When stars are born, more times than not, they arrive into the universe as twins. In the first step of stellar creation, a large cloud of gas and dust collapses due to gravity, often fragmenting into pieces. If each piece collapses again, multiple stars will be birthed from the same gas cloud. These infant suns are then surrounded by a halo of matter, the precursor to planets, known as a planet-forming disk. And, if these stars are close enough, the planet-forming disks around them can even swirl together, creating fantastic spiral tails.
Their goal is to understand how neighboring stars influence the planet-forming disks. “A large fraction of stars probably go through such a phase,” Perez says, referring to their sibling-filled childhood, “but we know little about it.” Nearby sibling stars can orbit each other, or one star can drop by for a visit to another, known as a fly-by.
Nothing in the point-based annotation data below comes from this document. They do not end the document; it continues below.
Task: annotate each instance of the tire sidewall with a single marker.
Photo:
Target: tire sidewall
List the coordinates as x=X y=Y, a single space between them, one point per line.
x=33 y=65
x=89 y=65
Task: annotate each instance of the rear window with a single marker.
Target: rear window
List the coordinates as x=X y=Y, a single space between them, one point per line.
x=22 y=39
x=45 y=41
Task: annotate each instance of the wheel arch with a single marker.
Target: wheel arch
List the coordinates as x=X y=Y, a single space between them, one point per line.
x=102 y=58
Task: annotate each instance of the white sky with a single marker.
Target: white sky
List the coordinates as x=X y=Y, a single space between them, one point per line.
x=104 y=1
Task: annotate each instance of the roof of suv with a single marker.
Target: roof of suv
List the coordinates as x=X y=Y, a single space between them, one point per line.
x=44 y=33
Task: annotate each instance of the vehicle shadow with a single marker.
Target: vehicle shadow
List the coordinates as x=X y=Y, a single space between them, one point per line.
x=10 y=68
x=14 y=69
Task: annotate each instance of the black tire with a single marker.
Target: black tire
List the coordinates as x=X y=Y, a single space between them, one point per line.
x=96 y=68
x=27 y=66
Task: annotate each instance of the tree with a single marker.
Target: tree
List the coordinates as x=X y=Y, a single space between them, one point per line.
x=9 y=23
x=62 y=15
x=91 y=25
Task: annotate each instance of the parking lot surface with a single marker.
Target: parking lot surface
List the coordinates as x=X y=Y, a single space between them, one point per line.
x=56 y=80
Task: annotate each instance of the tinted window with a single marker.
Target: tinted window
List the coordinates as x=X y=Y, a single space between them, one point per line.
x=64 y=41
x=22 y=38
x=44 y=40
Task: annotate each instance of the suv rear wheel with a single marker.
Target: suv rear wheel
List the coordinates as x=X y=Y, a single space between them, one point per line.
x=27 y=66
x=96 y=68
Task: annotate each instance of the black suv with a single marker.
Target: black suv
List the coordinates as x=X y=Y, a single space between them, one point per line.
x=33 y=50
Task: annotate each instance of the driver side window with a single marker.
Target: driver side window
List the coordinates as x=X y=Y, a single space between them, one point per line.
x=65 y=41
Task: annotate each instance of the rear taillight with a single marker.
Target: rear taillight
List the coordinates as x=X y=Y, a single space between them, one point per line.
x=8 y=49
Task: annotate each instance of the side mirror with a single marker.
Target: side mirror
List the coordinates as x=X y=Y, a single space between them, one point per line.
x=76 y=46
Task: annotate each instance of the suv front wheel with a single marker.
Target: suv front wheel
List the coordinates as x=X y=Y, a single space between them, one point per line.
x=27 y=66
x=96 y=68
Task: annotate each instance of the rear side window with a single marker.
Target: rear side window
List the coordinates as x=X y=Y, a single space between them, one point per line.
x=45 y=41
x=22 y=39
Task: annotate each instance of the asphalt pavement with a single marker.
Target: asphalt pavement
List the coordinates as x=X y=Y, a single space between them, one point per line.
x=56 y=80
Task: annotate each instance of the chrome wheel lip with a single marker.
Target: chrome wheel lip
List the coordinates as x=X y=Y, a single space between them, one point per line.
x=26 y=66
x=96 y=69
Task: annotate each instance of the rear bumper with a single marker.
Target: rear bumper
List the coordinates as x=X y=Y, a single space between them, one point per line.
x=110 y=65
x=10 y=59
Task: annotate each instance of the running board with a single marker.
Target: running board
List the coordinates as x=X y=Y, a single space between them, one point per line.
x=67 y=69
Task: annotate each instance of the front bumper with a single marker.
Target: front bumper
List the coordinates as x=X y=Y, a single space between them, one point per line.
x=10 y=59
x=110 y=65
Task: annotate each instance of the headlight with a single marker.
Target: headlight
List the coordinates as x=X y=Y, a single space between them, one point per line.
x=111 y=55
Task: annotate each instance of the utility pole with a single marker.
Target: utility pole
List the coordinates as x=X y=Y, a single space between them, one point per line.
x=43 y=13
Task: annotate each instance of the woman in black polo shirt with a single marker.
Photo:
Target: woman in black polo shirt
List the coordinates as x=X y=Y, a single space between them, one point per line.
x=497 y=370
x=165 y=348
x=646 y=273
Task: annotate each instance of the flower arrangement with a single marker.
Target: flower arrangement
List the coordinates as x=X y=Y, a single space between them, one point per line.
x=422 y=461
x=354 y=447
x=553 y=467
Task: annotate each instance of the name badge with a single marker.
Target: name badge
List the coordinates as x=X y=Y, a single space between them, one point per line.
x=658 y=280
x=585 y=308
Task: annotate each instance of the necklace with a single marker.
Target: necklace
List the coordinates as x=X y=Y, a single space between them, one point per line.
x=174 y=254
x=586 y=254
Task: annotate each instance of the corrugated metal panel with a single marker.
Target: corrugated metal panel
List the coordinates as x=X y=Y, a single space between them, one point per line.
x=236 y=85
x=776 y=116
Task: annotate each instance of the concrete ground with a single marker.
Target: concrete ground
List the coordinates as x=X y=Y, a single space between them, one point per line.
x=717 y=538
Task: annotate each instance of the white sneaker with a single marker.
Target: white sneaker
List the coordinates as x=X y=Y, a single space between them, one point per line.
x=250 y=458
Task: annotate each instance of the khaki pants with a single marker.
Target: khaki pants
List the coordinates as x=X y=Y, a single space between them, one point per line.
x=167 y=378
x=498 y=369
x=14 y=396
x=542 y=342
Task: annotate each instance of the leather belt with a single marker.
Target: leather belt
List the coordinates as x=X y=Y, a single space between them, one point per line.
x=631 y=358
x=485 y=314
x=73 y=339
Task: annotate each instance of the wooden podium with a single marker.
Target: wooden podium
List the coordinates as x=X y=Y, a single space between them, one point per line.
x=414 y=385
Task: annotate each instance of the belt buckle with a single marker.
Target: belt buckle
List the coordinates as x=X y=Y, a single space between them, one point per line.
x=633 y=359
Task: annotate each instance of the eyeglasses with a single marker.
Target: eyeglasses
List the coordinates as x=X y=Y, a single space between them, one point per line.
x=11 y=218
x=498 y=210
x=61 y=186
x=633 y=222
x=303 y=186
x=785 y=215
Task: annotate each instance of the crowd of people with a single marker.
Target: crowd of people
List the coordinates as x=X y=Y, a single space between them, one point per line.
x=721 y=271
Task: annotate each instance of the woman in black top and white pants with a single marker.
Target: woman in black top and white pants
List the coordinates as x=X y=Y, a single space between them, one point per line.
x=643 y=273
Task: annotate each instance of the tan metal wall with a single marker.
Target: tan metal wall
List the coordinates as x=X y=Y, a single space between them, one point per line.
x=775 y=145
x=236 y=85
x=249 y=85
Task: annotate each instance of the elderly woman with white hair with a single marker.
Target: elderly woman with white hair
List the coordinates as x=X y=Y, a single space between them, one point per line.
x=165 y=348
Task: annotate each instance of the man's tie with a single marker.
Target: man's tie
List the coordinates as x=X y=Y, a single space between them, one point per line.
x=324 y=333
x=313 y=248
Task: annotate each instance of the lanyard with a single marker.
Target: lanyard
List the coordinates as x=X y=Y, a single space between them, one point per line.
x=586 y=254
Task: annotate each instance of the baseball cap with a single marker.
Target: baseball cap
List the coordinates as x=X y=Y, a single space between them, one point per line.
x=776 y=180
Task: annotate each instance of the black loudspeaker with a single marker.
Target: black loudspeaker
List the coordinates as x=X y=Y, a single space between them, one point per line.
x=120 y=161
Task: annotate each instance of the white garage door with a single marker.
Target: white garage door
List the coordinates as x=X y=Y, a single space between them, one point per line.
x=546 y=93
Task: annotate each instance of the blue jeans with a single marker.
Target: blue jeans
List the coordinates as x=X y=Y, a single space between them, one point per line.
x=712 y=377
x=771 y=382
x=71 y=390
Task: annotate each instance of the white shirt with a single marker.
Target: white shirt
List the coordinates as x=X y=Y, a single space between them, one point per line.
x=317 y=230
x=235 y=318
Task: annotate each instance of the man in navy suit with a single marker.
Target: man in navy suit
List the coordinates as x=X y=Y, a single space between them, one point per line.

These new images are a first step toward determining which scenario happened for each of the three systems.
“We expect that most stars form in dense regions of the galaxy and are surrounded by other stars forming at almost the same time,” says Philipp Weber, astronomer at Universidad de Santiago de Chile and lead author of the study. Despite this fact, astronomers “mainly treat protoplanetary discs as isolated systems.”
Their new observations suggest that, for many star systems, this is a bad assumption to make. Fly-bys “could have lasting effects” on the structure of these planet-forming disks, says Weber, who still has a number of outstanding questions. How common are fly-bys? How do sibling stars change the evolution of disks and their planets? These new data will no doubt keep astronomers busy refining their theories as they seek to understand how planets form.